Visa and MasterCard are fighting back on multiple fronts. Both have initiatives to ensure online retailers do a better job of protecting their Web sites from intrusive attacks (hacking) and internal theft of data by employees. Visa, with its Customer Information Security Program (CISP) and MasterCard, with its Site Data Protection (SDP) program, both offer rules, guidance, and audit criteria to raise the bar for Web site security. These multifaceted programs also include audits of online merchants' Web sites by external services. As admirable as these programs are, with over 400,000 online retailers in North America alone, and over 1,000 new retailers coming online each week, it is difficult to see how this process can be managed. These programs unfortunately do not address the larger risk from the fraudulent merchants, who will be gone before the fraud is detected. As easy as telemarketing scams have been, online fraud is even cheaper and easier to perpetrate on a global scale.
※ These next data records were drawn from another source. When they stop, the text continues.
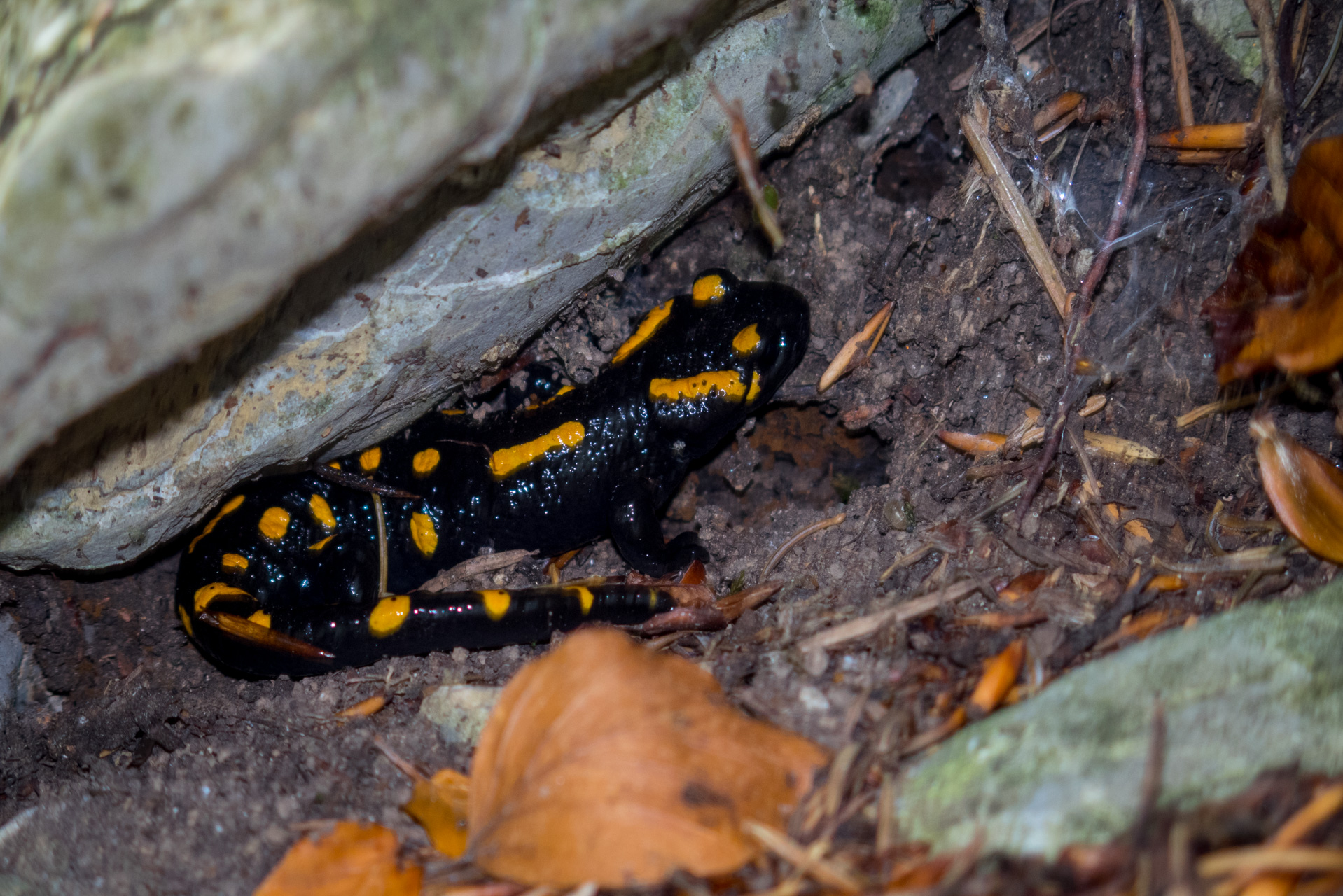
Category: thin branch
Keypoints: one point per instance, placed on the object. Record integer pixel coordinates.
(1013, 203)
(1272, 120)
(1076, 384)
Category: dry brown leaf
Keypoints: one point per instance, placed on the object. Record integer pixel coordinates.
(606, 762)
(999, 675)
(1281, 304)
(1198, 137)
(977, 444)
(440, 805)
(1304, 489)
(1022, 586)
(354, 860)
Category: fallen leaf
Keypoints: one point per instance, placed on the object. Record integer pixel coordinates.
(999, 675)
(363, 708)
(440, 805)
(1304, 489)
(848, 356)
(606, 762)
(354, 860)
(1281, 304)
(1229, 136)
(974, 442)
(1022, 586)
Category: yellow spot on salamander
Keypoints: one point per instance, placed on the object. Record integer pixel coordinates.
(650, 324)
(426, 461)
(496, 603)
(727, 383)
(215, 590)
(747, 342)
(323, 514)
(389, 615)
(424, 533)
(274, 523)
(234, 564)
(234, 503)
(585, 597)
(507, 461)
(708, 289)
(564, 390)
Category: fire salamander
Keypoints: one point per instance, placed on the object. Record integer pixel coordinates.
(307, 573)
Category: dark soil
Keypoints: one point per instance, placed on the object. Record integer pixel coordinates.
(160, 774)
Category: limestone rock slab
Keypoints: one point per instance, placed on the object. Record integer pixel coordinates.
(375, 335)
(1248, 691)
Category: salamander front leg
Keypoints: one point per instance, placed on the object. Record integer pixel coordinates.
(639, 535)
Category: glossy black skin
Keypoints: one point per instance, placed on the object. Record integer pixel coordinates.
(634, 454)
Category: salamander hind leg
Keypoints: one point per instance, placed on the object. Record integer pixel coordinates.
(639, 535)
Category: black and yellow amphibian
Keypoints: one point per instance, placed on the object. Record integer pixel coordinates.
(286, 575)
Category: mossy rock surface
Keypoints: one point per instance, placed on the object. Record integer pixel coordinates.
(1248, 691)
(382, 166)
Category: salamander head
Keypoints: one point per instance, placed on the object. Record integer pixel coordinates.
(721, 354)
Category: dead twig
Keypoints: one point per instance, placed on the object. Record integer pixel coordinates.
(863, 626)
(749, 168)
(848, 359)
(1328, 65)
(1075, 384)
(1021, 41)
(1272, 101)
(797, 539)
(806, 860)
(1179, 69)
(1221, 406)
(974, 122)
(475, 566)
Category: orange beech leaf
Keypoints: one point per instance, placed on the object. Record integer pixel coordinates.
(440, 805)
(1281, 304)
(1201, 137)
(610, 763)
(1304, 489)
(999, 676)
(973, 442)
(1022, 586)
(1166, 583)
(354, 860)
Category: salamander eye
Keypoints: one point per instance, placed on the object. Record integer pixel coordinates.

On the authentication front, the card associations are also in the process of deploying their online authentication initiatives, Verified by Visa and SecureCode, both based on Visa's 3DSecure technology. This initiative is less ambitious than its predecessor, the public-key based Secure Electronic Transaction (SET) program, launched in 1996, which failed to gain traction. The new initiative focuses strictly on password-based authentication of the cardholder by the issuer, through a proxy access control server. Although MasterCard and Visa have both provided large incentives (including shifting liability for fraud from the merchant to the issuer when the merchant supports the program), less than 1 percent of online retailers have launched the program in its first full year of operation. Support from issuers has been quicker to come by: All of the larger issuers and thousands of smaller ones have launched the program or are in the process of doing so.
The jury is still out on broad merchant acceptance of a process that many of the larger and more sophisticated online retailers, such as Amazon.com, see as intrusive. It also remains to be seen if consumers are prepared for a program that requires them to learn yet another password. (Bear in mind that only 40 percent of consumers use PIN-based automated teller machines even 35 years after launch of the ATM.) However, this program is still in its formative stage and, providing the associations and their members put their marketing muscle behind it, this could be the urgently needed initial step toward managing the fraud problems.

The good news is that despite all this doom and gloom, e-commerce continues to grow. Online credit cards transactions, which accounted for 5 percent of all purchases in 2002, are anticipated to grow 50 percent in 2003 to 8.6 percent of all purchases, according to MasterCard International.